I’m also hoping that at least some readers catch the shadowy figures on the rooftops on page 87, which is supposed to provide some ambiguous dramatic tension in a Chekhov’s Gun sort of sense, as well as show the other side of the Iraqis we saw watching from the roofs on page 86.  When you’re surrounded by tall buildings like that there’s an inescapable sense of being watched, at best, or at worst trapped in a shooting gallery, and that’s the kind of feeling I’m trying to convey.

As most readers will have no doubt guessed, the MRAP on 87 and the city map on 86 are traced, from a public domain image and Google Maps, respectively.  This comic is mostly done freehand, but for a complex object portrayed up close, like the MRAP, there is absolutely no way I could do it justice.  I drew the city based on an actual map in a few scenes so that knowledgeable people would be able to guess pretty closely where this takes place.

A big artistic revelation for me, personally, came after I got through reading Alison Bechdel’s book, Fun Home, which is excellent.  I went to read more about the author and learned about her painstaking artistic process, which apparently consists of posing and photographing each scene, then tracing the photographs, printing, inking and scanning.  The end result looks great, but I remember thinking, “wait a minute . . . you can TRACE shit and still be a serious artist?”  Of course, as Mark Rothko demonstrates, the bounds for what you can do and still be considered a serious artist are only as limited as your own chutzpah.

It was liberating to realize that I could make art whichever way I liked as long as it was original and expressed what I wanted it to; which is good, because in terms of technical skill I am at best moderately good at drawing.  I’ve long felt that if I am in any special it is because I happened to be in the right place at the right time to tell some of these stories, and had the desire to tell them in this medium when few if any other people are doing so.
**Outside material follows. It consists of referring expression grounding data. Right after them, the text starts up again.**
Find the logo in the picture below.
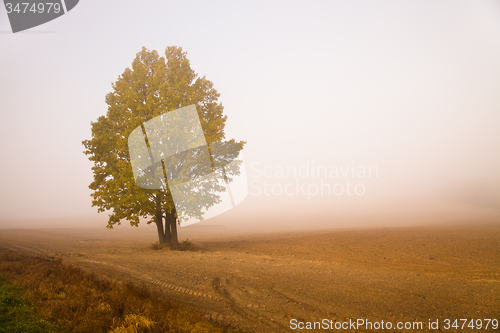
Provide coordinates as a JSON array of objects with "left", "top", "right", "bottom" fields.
[
  {"left": 128, "top": 105, "right": 248, "bottom": 226},
  {"left": 3, "top": 0, "right": 79, "bottom": 33}
]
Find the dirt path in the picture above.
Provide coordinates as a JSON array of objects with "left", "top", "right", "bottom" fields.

That went about three paragraphs past where I meant to.  Anyway, two more pages next weekend.


Page 86.

86

7 Nissan Page 86

Page 86.  I actually got this inked last week, but had to work on the weekend and so didn’t finish it.  Slow progress.

I believe that the U.S. Army had actually emplaced some of these obstacles in order to keep car bombs off of the highway, and we had failed to tell each other where they were.  It certainly sounds like something we would do.

On several occasions we had to go build fortifications for the Iraqi Army or Iraqi Police, and there would be Iraqis standing on nearby roofs “pulling security.”  The Iraqi commanders always told me where they were, so we never accidentally shot one or anything, but it was still extremely unnerving to have them looming over you like that.